Happy New Year - today is full of hope for a healthier, happier, more settled and more stable times.
Today, we have had a grey day most unfitting for heralding a new beginning, but this afternoon, the skies are beginning to clear, just giving us a glimpse of better days ahead.
Did you know 1 January wasn't always the beginning of the year ? The first time New Year's Day was 1 January was 45 BC , based on solar calculations instead of lunar cycles.

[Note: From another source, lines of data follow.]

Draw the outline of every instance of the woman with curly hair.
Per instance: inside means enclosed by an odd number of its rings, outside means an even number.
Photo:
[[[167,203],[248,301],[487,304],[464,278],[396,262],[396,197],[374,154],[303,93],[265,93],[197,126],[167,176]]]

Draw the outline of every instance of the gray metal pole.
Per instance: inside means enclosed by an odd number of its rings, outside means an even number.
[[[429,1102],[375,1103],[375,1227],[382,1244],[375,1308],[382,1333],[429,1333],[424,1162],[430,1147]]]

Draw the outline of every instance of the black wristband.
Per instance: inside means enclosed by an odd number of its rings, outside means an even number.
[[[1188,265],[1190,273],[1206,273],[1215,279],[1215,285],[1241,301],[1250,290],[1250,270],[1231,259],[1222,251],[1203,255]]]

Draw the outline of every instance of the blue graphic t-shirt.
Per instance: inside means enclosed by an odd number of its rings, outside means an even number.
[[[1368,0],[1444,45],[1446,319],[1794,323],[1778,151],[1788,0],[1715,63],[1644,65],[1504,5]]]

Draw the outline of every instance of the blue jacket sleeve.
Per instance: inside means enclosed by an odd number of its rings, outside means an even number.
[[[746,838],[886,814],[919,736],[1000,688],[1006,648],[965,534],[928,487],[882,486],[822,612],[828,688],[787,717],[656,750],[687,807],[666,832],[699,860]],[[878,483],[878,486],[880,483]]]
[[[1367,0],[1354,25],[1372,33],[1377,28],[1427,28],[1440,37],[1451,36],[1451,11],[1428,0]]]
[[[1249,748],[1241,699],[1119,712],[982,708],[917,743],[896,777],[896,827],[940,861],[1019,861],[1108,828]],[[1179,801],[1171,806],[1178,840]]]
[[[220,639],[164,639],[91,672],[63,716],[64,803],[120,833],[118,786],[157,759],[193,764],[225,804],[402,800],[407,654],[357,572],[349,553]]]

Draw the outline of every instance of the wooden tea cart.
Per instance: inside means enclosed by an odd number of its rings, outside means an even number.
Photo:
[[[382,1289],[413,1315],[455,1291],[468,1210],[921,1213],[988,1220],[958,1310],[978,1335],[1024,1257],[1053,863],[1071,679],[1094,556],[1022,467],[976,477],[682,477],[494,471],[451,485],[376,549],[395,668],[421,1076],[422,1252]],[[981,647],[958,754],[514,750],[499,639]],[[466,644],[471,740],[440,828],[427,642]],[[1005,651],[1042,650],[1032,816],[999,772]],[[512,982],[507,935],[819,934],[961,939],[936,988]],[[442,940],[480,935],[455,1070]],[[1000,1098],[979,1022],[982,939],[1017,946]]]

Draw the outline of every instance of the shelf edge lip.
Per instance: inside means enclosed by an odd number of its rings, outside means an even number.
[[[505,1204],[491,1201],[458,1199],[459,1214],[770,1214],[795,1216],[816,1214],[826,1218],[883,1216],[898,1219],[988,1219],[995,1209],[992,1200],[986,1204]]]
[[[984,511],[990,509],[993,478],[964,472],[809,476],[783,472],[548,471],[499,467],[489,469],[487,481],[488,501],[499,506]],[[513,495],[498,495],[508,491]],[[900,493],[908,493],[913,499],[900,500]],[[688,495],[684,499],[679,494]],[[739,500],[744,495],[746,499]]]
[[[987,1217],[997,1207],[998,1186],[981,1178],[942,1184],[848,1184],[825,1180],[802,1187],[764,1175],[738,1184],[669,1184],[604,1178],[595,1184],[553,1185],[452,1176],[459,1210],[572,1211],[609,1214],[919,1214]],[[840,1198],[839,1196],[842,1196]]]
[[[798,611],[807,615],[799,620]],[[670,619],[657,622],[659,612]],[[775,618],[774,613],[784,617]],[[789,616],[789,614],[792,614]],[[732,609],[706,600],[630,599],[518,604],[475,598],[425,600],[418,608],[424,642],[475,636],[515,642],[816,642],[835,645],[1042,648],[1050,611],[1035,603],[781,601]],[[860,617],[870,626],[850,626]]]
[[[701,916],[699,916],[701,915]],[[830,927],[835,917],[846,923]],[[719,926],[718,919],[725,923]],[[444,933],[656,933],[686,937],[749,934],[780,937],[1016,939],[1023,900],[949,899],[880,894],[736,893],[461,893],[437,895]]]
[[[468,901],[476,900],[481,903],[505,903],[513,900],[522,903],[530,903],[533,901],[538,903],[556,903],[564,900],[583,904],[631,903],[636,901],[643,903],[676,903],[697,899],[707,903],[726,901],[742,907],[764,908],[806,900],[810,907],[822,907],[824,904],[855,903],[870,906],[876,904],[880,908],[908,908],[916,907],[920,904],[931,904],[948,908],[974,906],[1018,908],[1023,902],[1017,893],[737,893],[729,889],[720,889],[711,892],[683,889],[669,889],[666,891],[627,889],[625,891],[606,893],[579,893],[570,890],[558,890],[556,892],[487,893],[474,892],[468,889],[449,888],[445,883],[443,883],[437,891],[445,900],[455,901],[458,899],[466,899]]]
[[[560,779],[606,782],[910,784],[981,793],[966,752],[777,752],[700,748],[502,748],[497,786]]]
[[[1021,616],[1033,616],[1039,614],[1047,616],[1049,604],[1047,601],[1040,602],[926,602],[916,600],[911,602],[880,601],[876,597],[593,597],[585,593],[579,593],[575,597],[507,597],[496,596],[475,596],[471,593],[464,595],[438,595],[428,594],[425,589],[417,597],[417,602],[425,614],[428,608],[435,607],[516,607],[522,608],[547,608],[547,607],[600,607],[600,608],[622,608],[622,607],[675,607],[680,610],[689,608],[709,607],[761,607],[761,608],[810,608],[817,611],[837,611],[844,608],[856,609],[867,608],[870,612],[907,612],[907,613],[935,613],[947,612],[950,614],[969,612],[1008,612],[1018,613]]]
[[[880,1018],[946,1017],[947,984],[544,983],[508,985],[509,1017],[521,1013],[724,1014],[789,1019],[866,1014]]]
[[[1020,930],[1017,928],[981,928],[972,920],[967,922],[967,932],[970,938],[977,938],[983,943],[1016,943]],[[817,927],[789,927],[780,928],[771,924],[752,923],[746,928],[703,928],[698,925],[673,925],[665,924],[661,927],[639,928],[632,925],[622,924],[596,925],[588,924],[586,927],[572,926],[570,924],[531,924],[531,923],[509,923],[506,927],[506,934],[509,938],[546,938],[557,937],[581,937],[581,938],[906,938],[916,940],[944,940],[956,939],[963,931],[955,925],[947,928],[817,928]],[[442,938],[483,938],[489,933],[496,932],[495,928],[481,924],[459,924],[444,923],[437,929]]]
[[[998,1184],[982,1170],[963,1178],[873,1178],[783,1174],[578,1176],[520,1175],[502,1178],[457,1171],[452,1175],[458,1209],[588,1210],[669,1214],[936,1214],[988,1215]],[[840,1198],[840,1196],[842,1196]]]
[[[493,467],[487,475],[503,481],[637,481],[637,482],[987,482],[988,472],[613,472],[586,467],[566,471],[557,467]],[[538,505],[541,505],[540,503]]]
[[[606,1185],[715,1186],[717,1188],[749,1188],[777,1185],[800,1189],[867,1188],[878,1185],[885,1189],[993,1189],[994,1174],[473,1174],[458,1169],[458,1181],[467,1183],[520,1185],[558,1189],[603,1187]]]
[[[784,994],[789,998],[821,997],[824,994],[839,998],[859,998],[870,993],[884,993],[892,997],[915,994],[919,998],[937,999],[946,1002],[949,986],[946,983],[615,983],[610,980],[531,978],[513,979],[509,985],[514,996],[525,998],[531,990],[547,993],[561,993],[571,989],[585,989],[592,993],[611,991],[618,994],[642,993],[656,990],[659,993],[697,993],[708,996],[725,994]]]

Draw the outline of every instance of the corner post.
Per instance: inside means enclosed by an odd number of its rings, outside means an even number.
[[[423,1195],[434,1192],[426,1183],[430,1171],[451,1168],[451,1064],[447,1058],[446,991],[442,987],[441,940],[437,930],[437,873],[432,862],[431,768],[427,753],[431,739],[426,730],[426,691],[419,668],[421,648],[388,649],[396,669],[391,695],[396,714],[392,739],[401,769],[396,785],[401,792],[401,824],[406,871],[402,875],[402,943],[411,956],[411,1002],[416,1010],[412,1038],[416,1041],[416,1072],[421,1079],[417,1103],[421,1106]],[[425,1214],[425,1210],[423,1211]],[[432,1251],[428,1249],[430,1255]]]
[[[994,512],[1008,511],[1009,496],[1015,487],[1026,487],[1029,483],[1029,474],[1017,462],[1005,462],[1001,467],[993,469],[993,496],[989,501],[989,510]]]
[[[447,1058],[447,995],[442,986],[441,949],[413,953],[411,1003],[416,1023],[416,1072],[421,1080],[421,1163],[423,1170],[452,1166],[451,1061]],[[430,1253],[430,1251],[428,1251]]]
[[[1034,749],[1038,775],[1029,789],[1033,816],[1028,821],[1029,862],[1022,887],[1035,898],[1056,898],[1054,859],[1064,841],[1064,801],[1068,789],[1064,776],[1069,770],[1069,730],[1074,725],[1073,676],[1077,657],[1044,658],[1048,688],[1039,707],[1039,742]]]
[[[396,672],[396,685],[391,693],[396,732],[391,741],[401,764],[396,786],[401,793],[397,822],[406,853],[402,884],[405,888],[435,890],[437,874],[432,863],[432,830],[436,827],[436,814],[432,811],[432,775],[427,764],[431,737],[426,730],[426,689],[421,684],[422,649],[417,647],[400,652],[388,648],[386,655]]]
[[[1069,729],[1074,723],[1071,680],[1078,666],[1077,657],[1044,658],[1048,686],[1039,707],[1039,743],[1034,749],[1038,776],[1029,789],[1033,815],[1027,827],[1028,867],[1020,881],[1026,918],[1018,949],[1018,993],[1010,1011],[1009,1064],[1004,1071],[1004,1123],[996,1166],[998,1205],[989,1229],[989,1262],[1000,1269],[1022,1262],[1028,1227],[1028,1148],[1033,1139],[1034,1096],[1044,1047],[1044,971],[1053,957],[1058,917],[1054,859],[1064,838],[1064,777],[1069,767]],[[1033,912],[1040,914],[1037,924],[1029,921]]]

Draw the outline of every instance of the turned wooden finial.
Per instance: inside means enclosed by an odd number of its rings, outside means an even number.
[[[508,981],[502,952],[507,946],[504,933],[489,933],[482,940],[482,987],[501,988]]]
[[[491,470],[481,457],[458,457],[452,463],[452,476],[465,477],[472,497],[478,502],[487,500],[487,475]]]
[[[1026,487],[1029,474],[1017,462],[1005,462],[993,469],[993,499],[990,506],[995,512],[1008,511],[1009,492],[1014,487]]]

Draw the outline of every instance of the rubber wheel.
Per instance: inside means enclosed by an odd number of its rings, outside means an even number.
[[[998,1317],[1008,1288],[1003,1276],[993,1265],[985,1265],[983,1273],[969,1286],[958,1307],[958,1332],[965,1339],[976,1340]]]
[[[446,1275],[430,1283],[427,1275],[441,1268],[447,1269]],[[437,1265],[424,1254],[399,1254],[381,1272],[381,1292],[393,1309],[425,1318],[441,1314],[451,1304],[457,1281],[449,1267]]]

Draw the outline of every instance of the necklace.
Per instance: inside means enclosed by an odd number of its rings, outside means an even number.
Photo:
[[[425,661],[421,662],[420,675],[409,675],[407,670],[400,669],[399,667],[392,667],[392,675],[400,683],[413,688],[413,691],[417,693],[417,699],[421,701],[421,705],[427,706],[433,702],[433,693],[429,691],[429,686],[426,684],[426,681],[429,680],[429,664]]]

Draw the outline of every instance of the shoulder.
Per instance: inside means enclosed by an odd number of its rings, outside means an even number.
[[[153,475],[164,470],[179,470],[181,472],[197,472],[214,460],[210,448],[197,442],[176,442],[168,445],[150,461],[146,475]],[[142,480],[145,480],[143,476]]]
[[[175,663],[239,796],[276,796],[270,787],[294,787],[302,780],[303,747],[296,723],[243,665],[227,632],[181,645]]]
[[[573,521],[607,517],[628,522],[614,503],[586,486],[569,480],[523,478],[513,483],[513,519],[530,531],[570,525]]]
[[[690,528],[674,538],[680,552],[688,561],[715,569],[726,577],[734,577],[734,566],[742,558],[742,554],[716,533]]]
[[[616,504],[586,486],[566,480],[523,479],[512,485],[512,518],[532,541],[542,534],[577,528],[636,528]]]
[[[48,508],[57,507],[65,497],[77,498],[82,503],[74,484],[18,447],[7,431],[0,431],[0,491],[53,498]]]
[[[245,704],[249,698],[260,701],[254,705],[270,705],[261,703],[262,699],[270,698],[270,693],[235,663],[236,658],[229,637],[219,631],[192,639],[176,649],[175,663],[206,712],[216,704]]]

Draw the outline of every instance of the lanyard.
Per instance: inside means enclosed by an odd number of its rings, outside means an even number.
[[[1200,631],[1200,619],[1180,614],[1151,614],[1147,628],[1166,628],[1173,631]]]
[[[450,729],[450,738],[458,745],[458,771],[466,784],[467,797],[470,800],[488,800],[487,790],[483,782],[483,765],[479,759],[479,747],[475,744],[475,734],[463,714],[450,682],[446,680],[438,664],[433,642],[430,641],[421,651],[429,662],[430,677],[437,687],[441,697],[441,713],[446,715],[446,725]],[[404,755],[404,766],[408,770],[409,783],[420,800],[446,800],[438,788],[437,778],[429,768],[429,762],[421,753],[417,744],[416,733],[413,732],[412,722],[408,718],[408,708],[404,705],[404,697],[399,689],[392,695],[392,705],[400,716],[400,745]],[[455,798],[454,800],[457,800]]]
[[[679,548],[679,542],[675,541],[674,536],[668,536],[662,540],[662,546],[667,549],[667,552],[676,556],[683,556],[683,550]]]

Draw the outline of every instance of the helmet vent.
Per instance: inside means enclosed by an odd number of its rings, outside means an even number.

As the Roman Calendar needed reform, Julius Caesar enlisted the experitse of an Alexandrian astronomer, Sosigenes, who advised ignoring the lunar cycle and recommended following the solar year, as did the Egyptians. The year was calculated to be 365 and 1/4 days, and Caesar added 67 days to 46 B.C., making 45 B.C. begin on January 1, rather than in March. He also decreed that every four years a day be added to February, thus theoretically keeping his calendar from falling out of step. Even so, a slight miscalculation meant that by the middle ages, an 11-minute-a-year error added seven days by the year 1000, and 10 days by the mid-15th century.
Enter Pope Gregory XIII who commissioned Jesuit astronomer Christopher Clavius to correct the error and create a new calendar . In 1582, the Gregorian calendar was implemented, omitting 10 days for that year and establishing the new rule that only one of every four centennial years should be a leap year. Since then, people around the world have gathered en masse on January 1 to celebrate the precise arrival of the New Year.
Of course for millions of people around the world, the lunar calendar is still observed. The lunar cycle, with the smooth and constant changing of the moon night to night, formed the basis of many of the world's traditional calendars. The most common lunar calendar is probably the Hijri (Islamic) calendar. Most are actually lunisolar calendars, meaning they're lunar calendars with some adjustments to match the seasons and the solar year. Some lunisolar calendars include the Hebrew calendar, the Chinese calendar, the Hindu calendar, and the Vietnamese calendar. The Islamic Republic of Iran also uses a modified version of the Islamic calendar which is lunisolar. In fact, because many Christian holidays are based off of Jewish holidays, most Christians also follow some lunisolar traditions...
Whether you follow the sun or the moon, may your year be bright with clear skies and visions splendid.